Jb 4,7 Rappelle-toi : quel innocent a jamais péri, où vit-on des hommes droits disparaître ? 8 Je l’ai bien vu : les laboureurs de gâchis et les semeurs de misère en font eux-mêmes la moisson. 9 Sous l’haleine de Dieu ils périssent, au souffle de sa narine ils se consument.
2 Ch 6,23 Toi, écoute depuis le ciel ; agis, juge entre tes serviteurs, punis le coupable en faisant retomber sa conduite sur sa tête, et déclare juste le juste en le traitant selon sa justice.
Pr 11,18 Le méchant recueille un salaire décevant, une récompense est assurée à qui sème la justice.
Pr 13,21 Le mal poursuit les pécheurs et le bien récompense les justes.

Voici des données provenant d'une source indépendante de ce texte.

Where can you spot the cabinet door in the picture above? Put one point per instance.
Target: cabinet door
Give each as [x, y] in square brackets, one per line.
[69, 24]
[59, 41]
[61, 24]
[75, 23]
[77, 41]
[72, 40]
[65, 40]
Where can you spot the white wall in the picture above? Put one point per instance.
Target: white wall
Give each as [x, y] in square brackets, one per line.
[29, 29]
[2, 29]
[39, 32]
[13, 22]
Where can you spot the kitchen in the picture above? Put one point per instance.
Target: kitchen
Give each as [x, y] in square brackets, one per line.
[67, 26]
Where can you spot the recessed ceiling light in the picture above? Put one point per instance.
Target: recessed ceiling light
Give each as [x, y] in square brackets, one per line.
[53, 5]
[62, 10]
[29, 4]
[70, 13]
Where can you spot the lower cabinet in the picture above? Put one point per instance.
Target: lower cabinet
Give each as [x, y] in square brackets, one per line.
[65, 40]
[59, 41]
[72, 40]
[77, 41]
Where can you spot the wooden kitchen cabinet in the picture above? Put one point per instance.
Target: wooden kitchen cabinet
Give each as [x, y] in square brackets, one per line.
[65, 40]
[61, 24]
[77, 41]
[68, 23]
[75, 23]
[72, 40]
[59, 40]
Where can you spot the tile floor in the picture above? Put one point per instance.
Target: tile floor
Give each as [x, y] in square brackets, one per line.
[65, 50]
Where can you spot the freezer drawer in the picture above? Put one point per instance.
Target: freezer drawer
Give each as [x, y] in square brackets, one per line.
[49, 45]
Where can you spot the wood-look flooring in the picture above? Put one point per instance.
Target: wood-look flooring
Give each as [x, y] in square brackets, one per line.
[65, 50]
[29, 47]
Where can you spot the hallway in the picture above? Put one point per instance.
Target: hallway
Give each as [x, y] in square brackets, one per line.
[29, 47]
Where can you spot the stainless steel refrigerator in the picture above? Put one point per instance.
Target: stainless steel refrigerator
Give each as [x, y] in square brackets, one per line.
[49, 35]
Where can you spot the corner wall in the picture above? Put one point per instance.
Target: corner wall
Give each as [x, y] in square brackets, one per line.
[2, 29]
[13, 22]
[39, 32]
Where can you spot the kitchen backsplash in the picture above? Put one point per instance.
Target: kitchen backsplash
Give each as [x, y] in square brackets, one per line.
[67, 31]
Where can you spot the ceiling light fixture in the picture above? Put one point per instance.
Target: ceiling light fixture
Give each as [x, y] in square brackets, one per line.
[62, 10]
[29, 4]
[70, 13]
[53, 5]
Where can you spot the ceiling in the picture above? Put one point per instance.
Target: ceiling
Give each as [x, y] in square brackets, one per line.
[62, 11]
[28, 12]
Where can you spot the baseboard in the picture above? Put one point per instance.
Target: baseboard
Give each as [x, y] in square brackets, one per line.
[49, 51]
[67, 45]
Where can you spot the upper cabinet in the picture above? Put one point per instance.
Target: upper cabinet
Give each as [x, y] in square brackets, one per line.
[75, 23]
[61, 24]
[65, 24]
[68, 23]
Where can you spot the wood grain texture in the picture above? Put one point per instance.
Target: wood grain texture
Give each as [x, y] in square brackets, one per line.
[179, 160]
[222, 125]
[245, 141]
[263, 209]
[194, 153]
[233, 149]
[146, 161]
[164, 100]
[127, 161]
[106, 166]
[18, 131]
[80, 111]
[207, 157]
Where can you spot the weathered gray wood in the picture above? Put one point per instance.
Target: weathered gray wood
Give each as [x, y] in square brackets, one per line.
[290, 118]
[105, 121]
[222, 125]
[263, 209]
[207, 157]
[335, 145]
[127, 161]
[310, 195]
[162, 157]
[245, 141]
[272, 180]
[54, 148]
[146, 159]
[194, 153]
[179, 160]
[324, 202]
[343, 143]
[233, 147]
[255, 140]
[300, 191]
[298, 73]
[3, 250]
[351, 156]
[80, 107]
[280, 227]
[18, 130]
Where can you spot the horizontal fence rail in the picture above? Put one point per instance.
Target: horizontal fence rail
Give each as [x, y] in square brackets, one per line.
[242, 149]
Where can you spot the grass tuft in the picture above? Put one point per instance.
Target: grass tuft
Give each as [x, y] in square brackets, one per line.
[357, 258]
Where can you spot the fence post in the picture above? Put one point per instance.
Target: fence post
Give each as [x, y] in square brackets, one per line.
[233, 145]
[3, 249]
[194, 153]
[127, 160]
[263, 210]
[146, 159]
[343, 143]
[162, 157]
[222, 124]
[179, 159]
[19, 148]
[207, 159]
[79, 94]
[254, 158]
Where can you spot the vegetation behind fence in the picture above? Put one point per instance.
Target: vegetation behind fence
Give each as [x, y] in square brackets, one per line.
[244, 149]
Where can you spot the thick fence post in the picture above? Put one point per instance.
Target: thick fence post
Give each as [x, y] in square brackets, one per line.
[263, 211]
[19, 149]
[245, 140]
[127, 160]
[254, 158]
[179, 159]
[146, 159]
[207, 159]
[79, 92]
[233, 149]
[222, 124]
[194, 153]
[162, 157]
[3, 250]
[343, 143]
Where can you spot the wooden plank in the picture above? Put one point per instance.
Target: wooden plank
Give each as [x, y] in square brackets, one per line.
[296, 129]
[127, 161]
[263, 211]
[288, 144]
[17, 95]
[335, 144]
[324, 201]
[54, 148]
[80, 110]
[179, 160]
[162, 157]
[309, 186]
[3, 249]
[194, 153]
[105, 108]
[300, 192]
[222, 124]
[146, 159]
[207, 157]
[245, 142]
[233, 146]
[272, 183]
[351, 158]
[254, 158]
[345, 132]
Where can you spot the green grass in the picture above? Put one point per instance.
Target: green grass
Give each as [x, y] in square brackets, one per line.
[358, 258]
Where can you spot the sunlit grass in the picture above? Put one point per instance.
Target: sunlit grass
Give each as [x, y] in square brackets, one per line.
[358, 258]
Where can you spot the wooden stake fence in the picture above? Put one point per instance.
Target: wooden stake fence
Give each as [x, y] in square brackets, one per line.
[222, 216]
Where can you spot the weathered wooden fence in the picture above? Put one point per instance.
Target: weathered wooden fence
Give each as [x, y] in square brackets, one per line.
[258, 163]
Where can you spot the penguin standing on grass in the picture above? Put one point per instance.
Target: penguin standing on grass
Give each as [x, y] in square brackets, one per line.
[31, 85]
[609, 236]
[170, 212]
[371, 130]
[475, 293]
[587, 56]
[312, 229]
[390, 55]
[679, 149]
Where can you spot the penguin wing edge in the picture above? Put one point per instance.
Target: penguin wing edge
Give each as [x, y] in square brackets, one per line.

Pr 12,21 Aucun malheur n’arrive au juste, mais les méchants sont accablés de maux.
Pr 5,22-23 Le méchant est pris dans ses propres iniquités, il est saisi par les liens de son péché. Il mourra faute d’instruction, il chancellera par l’excès de sa folie.
L’Ancien Testament affirme à plusieurs endroits que c’est sur terre que Dieu punit les méchants ou récompense les justes. Mais Job, et d’autres auteurs bibliques affirment que les méchants prospèrent et que le malheur touche tous les hommes.

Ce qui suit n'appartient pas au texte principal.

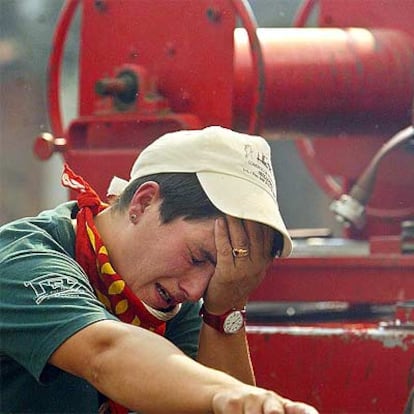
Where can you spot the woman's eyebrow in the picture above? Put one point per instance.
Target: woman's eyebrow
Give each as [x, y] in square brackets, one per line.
[207, 255]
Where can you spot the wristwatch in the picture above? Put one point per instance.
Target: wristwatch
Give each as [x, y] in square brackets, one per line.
[227, 323]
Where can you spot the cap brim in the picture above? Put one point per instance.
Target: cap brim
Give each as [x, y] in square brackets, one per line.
[242, 199]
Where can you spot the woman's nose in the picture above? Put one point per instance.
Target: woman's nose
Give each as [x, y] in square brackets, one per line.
[194, 284]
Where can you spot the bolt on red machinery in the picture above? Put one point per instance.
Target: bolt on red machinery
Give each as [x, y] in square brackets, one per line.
[327, 326]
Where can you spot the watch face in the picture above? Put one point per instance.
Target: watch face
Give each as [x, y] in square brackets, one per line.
[233, 322]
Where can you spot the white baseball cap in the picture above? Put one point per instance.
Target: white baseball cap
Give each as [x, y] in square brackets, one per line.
[234, 170]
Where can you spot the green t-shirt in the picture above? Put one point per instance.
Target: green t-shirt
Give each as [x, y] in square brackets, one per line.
[45, 297]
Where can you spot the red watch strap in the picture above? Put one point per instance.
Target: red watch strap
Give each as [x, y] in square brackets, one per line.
[217, 321]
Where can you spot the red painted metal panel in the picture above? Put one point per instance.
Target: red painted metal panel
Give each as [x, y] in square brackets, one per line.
[375, 279]
[187, 51]
[342, 369]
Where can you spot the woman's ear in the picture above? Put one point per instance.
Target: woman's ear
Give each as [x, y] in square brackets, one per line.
[146, 195]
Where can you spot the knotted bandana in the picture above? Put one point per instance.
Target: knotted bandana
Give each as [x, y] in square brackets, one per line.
[108, 285]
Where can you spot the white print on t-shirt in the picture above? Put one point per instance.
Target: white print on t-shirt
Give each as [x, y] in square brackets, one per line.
[52, 286]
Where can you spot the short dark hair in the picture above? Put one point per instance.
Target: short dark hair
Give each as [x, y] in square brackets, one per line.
[182, 197]
[181, 193]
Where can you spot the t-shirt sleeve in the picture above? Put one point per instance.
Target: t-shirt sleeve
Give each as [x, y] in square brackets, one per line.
[184, 329]
[45, 297]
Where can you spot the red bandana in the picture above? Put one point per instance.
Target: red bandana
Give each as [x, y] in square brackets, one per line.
[93, 257]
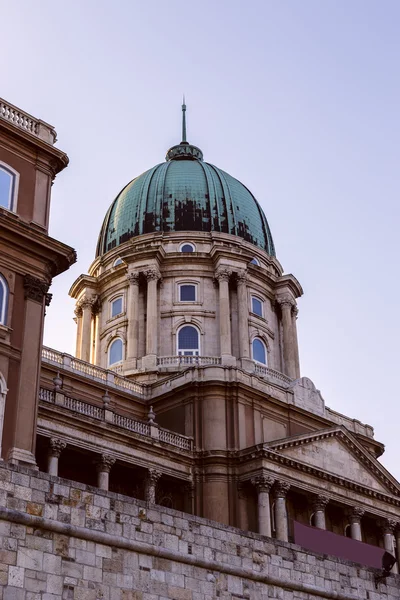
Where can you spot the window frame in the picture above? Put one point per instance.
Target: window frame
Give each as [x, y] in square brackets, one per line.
[119, 297]
[117, 362]
[187, 244]
[4, 304]
[193, 351]
[259, 339]
[261, 301]
[13, 192]
[187, 283]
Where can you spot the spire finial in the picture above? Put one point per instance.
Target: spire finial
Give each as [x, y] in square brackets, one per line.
[184, 140]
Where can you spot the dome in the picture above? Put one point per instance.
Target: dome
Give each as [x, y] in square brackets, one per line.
[184, 194]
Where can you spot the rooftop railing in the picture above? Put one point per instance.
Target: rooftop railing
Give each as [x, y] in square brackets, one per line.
[25, 121]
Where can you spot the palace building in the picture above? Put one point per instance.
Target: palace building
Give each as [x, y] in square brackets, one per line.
[186, 390]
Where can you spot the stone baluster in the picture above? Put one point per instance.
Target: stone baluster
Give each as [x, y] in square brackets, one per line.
[56, 446]
[78, 318]
[133, 318]
[319, 505]
[286, 303]
[86, 303]
[104, 465]
[151, 485]
[263, 484]
[222, 275]
[152, 276]
[295, 312]
[389, 526]
[355, 522]
[243, 316]
[281, 520]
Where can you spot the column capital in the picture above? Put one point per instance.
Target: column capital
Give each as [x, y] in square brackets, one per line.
[223, 274]
[104, 463]
[281, 489]
[320, 502]
[56, 447]
[356, 514]
[262, 483]
[34, 288]
[133, 277]
[152, 274]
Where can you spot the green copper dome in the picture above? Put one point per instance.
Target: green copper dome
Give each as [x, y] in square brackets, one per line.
[184, 194]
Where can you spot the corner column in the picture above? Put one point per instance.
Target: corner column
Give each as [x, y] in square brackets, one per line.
[263, 484]
[150, 360]
[104, 465]
[243, 309]
[55, 448]
[281, 522]
[133, 318]
[222, 275]
[286, 303]
[151, 485]
[319, 506]
[355, 522]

Jb 21,7-13a. Pourquoi les méchants vivent-ils ? Pourquoi les voit-on vieillir et accroître leur force ?… Ils se réjouissent au son du chalumeau. Ils passent leurs jours dans le bonheur.
Qo 7,15. J’ai vu tout cela pendant les jours de ma vanité. Il y a tel juste qui périt dans sa justice, et il y a tel méchant qui prolonge son existence dans sa méchanceté.

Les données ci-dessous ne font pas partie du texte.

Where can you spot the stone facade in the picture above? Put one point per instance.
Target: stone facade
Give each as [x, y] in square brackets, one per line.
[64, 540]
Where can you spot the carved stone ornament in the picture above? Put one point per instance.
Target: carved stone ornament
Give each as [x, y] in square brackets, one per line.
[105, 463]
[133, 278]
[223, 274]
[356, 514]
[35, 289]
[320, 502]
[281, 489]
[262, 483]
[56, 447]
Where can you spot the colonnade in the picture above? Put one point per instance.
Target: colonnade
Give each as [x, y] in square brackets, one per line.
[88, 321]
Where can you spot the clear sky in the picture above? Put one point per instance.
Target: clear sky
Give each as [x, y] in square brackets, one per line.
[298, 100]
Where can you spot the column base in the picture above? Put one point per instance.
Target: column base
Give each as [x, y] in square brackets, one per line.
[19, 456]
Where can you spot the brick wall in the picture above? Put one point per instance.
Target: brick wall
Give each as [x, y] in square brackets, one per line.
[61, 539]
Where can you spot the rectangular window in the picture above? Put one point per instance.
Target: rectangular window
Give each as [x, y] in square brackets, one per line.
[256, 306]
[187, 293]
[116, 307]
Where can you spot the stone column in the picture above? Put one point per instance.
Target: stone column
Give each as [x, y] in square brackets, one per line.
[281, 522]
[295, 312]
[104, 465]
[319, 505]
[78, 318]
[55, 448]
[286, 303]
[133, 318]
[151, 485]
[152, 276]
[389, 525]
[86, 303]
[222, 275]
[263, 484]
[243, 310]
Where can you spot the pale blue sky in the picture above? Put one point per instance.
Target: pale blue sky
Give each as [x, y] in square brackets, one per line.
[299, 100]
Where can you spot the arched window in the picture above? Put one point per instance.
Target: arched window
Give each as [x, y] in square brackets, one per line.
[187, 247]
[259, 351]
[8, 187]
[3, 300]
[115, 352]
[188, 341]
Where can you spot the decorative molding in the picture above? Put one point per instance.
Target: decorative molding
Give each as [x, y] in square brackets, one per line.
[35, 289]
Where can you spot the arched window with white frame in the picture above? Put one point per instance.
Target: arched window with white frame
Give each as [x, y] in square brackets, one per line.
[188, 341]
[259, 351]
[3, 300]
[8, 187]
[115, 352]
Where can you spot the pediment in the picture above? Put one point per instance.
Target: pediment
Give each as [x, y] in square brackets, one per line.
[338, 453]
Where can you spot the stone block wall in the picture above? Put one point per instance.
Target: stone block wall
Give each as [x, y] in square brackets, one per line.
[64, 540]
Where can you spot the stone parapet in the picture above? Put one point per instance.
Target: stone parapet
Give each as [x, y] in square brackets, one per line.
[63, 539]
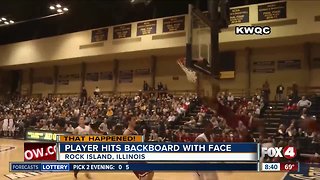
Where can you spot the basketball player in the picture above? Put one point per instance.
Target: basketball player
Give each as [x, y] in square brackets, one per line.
[141, 175]
[82, 130]
[11, 126]
[206, 137]
[5, 125]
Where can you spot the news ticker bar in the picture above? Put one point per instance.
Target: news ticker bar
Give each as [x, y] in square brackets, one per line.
[65, 167]
[99, 138]
[160, 152]
[79, 152]
[290, 166]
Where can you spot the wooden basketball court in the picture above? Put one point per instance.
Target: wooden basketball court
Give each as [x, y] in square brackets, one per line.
[12, 150]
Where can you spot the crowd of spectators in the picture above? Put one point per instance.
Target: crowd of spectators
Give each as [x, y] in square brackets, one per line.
[161, 117]
[156, 113]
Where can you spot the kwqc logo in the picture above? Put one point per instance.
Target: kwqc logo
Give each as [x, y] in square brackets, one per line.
[289, 152]
[252, 30]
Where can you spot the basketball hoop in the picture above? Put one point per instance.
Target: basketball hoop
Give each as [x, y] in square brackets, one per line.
[191, 75]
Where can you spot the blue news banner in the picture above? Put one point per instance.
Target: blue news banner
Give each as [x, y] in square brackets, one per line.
[66, 167]
[157, 152]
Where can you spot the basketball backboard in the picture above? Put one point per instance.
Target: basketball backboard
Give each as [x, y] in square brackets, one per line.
[198, 45]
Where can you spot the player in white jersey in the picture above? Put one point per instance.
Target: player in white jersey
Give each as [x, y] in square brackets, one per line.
[5, 125]
[82, 129]
[141, 175]
[206, 137]
[11, 126]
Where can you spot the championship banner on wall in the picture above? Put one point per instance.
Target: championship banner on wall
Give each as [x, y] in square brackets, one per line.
[239, 15]
[126, 76]
[99, 35]
[92, 76]
[272, 11]
[173, 24]
[123, 31]
[106, 75]
[315, 63]
[289, 64]
[142, 72]
[146, 28]
[263, 67]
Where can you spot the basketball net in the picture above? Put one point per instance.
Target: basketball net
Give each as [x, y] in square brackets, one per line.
[191, 75]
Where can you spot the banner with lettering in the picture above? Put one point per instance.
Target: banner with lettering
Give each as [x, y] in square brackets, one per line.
[146, 28]
[315, 63]
[173, 24]
[271, 11]
[106, 75]
[99, 35]
[142, 72]
[263, 67]
[239, 15]
[123, 31]
[126, 76]
[289, 64]
[92, 76]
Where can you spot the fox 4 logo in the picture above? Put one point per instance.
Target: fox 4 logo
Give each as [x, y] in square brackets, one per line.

Qo 8.14 Il est un fait, sur la terre, qui est vanité: il est des justes qui sont traités selon le fait des méchants, et des méchants qui sont traités selon le fait des justes.
Mt 5,45b. Il fait lever son soleil sur les méchants et sur les bons, et il fait pleuvoir sur les justes et sur les injustes.
Alors naît progressivement cette conviction que la rétribution se déroulera dans l’au-delà.
Si Dieu ne récompense pas le juste ici-bas, alors il aura sa récompense après la mort.
Cette espérance en un au-delà prend corps vers la fin de l’Ancien Testament avec la persécution des frères Macchabées sous le règne d’Antiochus IV Épiphane (175-164 av. J.-C.).
Si un homme reste fidèle à la loi jusqu’au martyre, plutôt que de rendre un culte aux idoles, alors Dieu le ressuscitera pour une vie éternelle.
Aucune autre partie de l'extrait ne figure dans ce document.